Comp-sci boffins at Carnegie-Mellon University have developed a system called IM2GPS that can identify the probable geographic location of a given image. From the abstract of the paper:
In this paper, we propose a simple algorithm for estimating a distribution over geographic locations from a single image using a purely data-driven scene matching approach. For this task, we will leverage a dataset of over 6 million GPS-tagged images from the Internet. We represent the estimated image location as a probability distribution over the Earth’s surface. We quantitatively evaluate our approach in several geolocation tasks and demonstrate encouraging performance (up to 30 times better than chance). We show that geolocation estimates can provide the basis for numerous other image understanding tasks such as population density estimation, land cover estimation or urban/rural classification.

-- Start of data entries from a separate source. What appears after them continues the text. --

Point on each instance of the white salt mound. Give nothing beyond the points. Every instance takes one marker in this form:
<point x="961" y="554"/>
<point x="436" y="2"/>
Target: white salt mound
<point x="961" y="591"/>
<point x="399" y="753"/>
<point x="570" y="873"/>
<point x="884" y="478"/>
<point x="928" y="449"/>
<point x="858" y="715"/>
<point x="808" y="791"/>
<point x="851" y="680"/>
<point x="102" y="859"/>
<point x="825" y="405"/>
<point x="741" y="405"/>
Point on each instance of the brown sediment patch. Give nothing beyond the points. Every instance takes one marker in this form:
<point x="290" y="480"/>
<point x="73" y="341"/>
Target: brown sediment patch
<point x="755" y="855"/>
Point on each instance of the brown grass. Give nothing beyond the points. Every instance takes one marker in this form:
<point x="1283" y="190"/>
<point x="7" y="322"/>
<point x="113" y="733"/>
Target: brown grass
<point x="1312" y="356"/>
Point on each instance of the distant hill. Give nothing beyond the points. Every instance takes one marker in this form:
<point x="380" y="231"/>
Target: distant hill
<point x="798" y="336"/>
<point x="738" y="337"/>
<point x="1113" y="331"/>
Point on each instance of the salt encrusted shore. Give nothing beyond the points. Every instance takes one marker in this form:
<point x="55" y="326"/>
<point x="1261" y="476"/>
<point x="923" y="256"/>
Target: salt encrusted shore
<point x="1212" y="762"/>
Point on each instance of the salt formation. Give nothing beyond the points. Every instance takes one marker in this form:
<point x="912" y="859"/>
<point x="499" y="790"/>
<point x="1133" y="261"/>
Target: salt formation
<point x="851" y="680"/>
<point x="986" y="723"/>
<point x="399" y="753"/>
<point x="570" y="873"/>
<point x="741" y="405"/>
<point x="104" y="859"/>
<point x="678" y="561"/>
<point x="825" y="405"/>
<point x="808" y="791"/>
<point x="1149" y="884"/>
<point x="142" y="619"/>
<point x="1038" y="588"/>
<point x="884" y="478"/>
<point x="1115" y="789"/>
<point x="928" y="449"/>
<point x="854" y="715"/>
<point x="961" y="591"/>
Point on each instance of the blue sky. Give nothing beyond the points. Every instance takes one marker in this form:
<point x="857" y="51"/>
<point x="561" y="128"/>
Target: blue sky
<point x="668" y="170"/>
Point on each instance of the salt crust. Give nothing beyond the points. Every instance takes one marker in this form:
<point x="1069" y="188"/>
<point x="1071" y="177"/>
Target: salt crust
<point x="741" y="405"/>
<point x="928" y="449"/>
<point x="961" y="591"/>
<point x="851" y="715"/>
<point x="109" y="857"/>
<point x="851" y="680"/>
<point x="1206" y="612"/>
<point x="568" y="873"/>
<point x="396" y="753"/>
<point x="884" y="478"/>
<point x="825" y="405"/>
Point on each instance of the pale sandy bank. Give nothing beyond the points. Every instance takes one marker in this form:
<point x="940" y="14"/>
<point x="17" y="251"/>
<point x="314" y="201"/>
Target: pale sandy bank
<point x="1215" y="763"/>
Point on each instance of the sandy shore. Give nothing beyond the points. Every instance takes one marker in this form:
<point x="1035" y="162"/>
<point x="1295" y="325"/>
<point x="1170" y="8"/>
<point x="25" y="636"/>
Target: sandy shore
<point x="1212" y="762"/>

The trend is towards every piece of data being tagged with a location: here we see a way of legacy information (old photos) being given a “probable geographic location” without having originally being created with a time/GPS location stamp. It would still only be a general guess as to a geographic area, but it is better than nothing.
The most important thing to know about Spimes is that they are precisely located in space and time. They have histories. They are recorded, tracked, inventoried, and always associated with a story.
In the case of IM2GPS it is the data itself that is being recorded and tracked, and potentially the objects the data describes (the objects in the photos) which connects with another loosely related concept: the panopticon. Imagine if you combined IM2GPS technology with facial recognition software and put CCTV archives through this kind of process. You could essentially Spimify the population retrospectively!
Hysterically delusional paranoia aside this is a fascinating development. Read the paper in full (pdf), it’s well worth it.